My tests ran overnight without failure. So that is approximately 16 hours of running the scripts, and more than 2.7 million successful diffs while moving the ip service every ten seconds. My cluster.conf and scripts were identical to the ones attached to this bz except for the following: (1) I am using a three-node cluster instead of two, but I am only switching the ip service between two of the nodes. (2) My cluster.conf specifies my cluster id, node names, IP addresses and fencing specifics. (3) My cluster.conf does not specify the additional dev2-mgmt, snapshot, or email_notifier services. Obviously, my hardware is different too, so there are potential timing issues.
We are running the 2.6.9-22 kernel with the following rpms: ccs-1.0.2-0.x86_64.rpm ccs-debuginfo-1.0.2-0.x86_64.rpm ccs-devel-1.0.2-0.x86_64.rpm cman-1.0.4-0.x86_64.rpm cman-debuginfo-1.0.4-0.x86_64.rpm cman-devel-1.0.4-0.x86_64.rpm cman-kernheaders-2.6.9-41.0.x86_64.rpm dlm-1.0.0-5.x86_64.rpm dlm-debuginfo-1.0.0-5.x86_64.rpm dlm-devel-1.0.0-5.x86_64.rpm dlm-kernheaders-2.6.9-39.1.x86_64.rpm dmraid-1.0.0.rc8-1_RHEL4_U2.x86_64.rpm dmraid-debuginfo-1.0.0.rc8-1_RHEL4_U2.x86_64.rpm fence-1.32.10-0.x86_64.rpm fence-debuginfo-1.32.10-0.x86_64.rpm GFS-6.1.3-0.x86_64.rpm GFS-debuginfo-6.1.3-0.x86_64.rpm GFS-kernheaders-2.6.9-45.0.x86_64.rpm gnbd-1.0.2-0.x86_64.rpm gnbd-debuginfo-1.0.2-0.x86_64.rpm gnbd-kernheaders-2.6.9-9.14.x86_64.rpm gulm-1.0.4-0.x86_64.rpm gulm-debuginfo-1.0.4-0.x86_64.rpm gulm-devel-1.0.4-0.x86_64.rpm iddev-2.0.0-3.x86_64.rpm iddev-debuginfo-2.0.0-3.x86_64.rpm iddev-devel-2.0.0-3.x86_64.rpm ipvsadm-1.24-6.x86_64.rpm ipvsadm-debuginfo-1.24-6.x86_64.rpm lvm2-cluster-2.01.14-1.0.RHEL4.x86_64.rpm lvm2-cluster-debuginfo-2.01.14-1.0.RHEL4.x86_64.rpm magma-1.0.3-2.x86_64.rpm magma-debuginfo-1.0.3-2.x86_64.rpm magma-devel-1.0.3-2.x86_64.rpm magma-plugins-1.0.5-0.x86_64.rpm magma-plugins-debuginfo-1.0.5-0.x86_64.rpm perl-Net-Telnet-3.03-3.noarch.rpm piranha-0.8.1-1.x86_64.rpm piranha-debuginfo-0.8.1-1.x86_64.rpm rgmanager-1.9.43-0.x86_64.rpm rgmanager-debuginfo-1.9.43-0.x86_64.rpm system-config-cluster-1.0.16-1.0.noarch.rpm
I reverted a bunch of the critical gfs code on my cluster back to gfs-kernel-2.6.9-45 based on comment #10 above. Tests ran for an hour and a half without failing. I looked at all the gfs, cman and rgmanager code changes made since gfs-kernel-2.6.9-45 but didn't see anything else that I thought would affect it except for the gfs changes I had previously reverted. Monday, I am going to start over with a different cluster (2-node) running the 2.6.9-22.0.1.EL kernel, and I'll start trying to reproduce the problem from there. If that fails, I'll begin upgrading it and see if the problem goes away with more recent code fixes.

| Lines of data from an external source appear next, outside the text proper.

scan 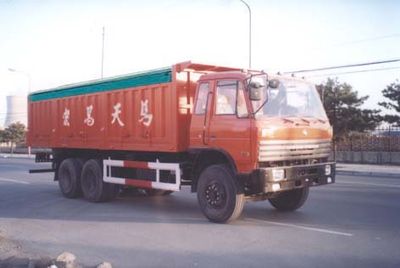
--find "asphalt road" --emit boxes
[0,159,400,267]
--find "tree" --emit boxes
[378,80,400,127]
[318,78,381,140]
[2,122,26,153]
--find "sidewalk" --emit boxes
[0,153,35,159]
[336,163,400,179]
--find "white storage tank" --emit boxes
[4,96,28,127]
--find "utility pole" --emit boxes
[101,26,105,78]
[240,0,251,69]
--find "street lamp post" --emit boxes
[8,68,32,156]
[240,0,251,69]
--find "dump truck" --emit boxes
[27,61,335,223]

I now have a two-node cluster with the failing system's RPMs as listed above. I ran the scenario using the customer's scripts and data. This scenario ran overnight, some odd 20 hours, with three and a half million diffs, all without failure. The only difference: I'm using 32-bit i686 machines, not 64-bit x86_64 machines. I'm beginning to think this problem is either (a) something specific to the x86_64 architecture, like perhaps a compiler bug, or (b) extremely timing dependent. My i686 test machines are quite a bit slower. I'm trying to find two x86_64 machines I can set up in a cluster and run the same scenario.

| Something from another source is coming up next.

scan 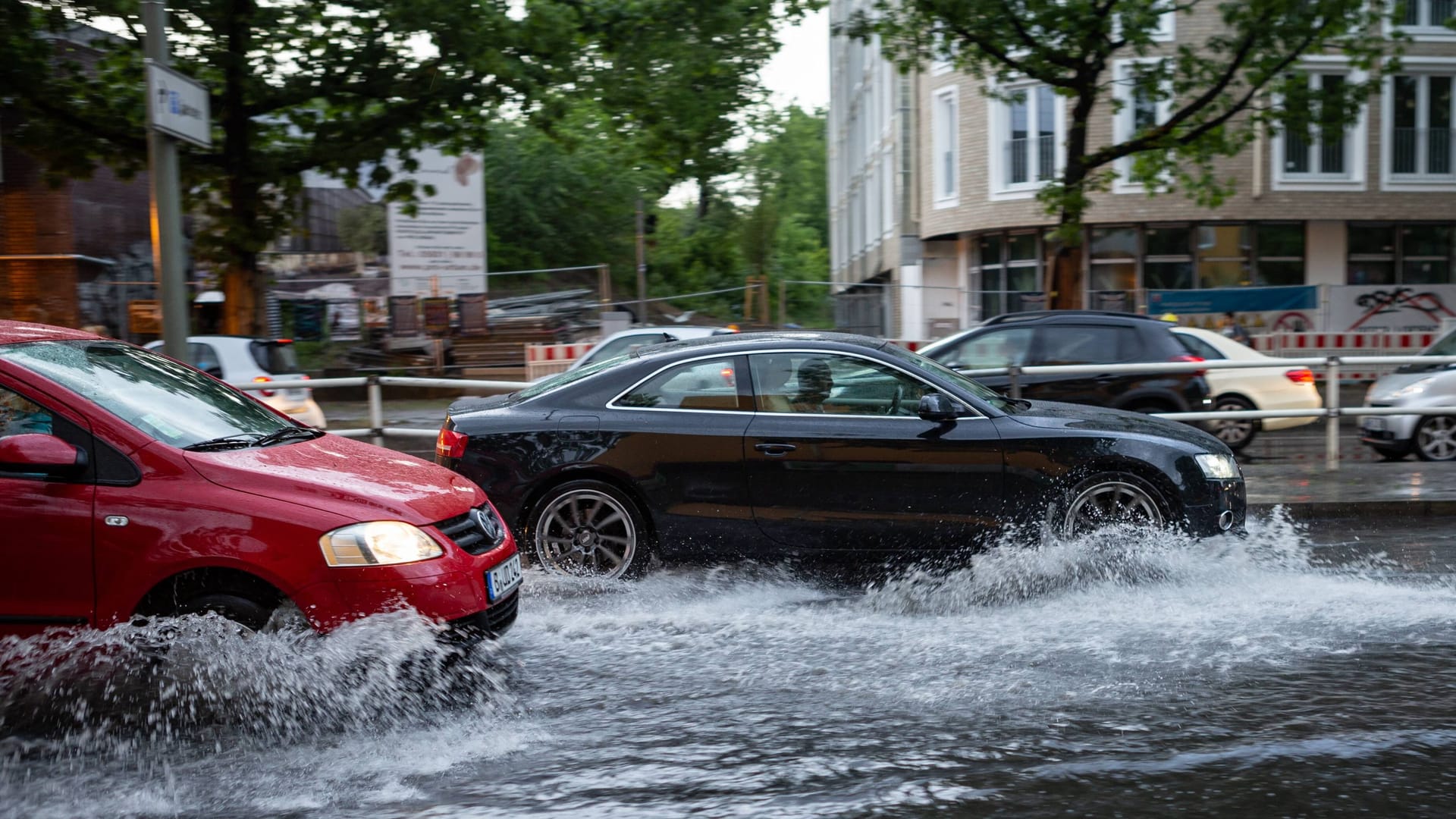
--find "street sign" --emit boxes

This bug was orginally seen as a slightly different problem. The test scripts were run to try to understand better what was happening. I now have a network trace for the original problem which is that with I/O running over NFS to a GFS file system on one node, we can fail the node, cause it to get fenced, and when the node reboots and the virtual IP fails back to the original node, we get a permission denied error. The network trace shows that this is due to an AUTH_ERROR at the RPC layer. In the attached network trace (in following comment) at the original node after it has been fenced and rebooted, packet number 106 shows the arp when the vip (10.251.253.14) moves back to the original node. In packet number 133, the WRITE REPLY shows the AUTH_ERROR at the RPC layer. I believe that this RPC AUTH_ERROR is the same error we have seen running the test scripts previously attached. We have noticed that this problem either occurs rather consistently on some days and other days it does not occur at all. We are suspicious that it may be a network problem.
Had problems trying to attach ethereal trace file. Please let me know if you want to see and I'll try to email it to you.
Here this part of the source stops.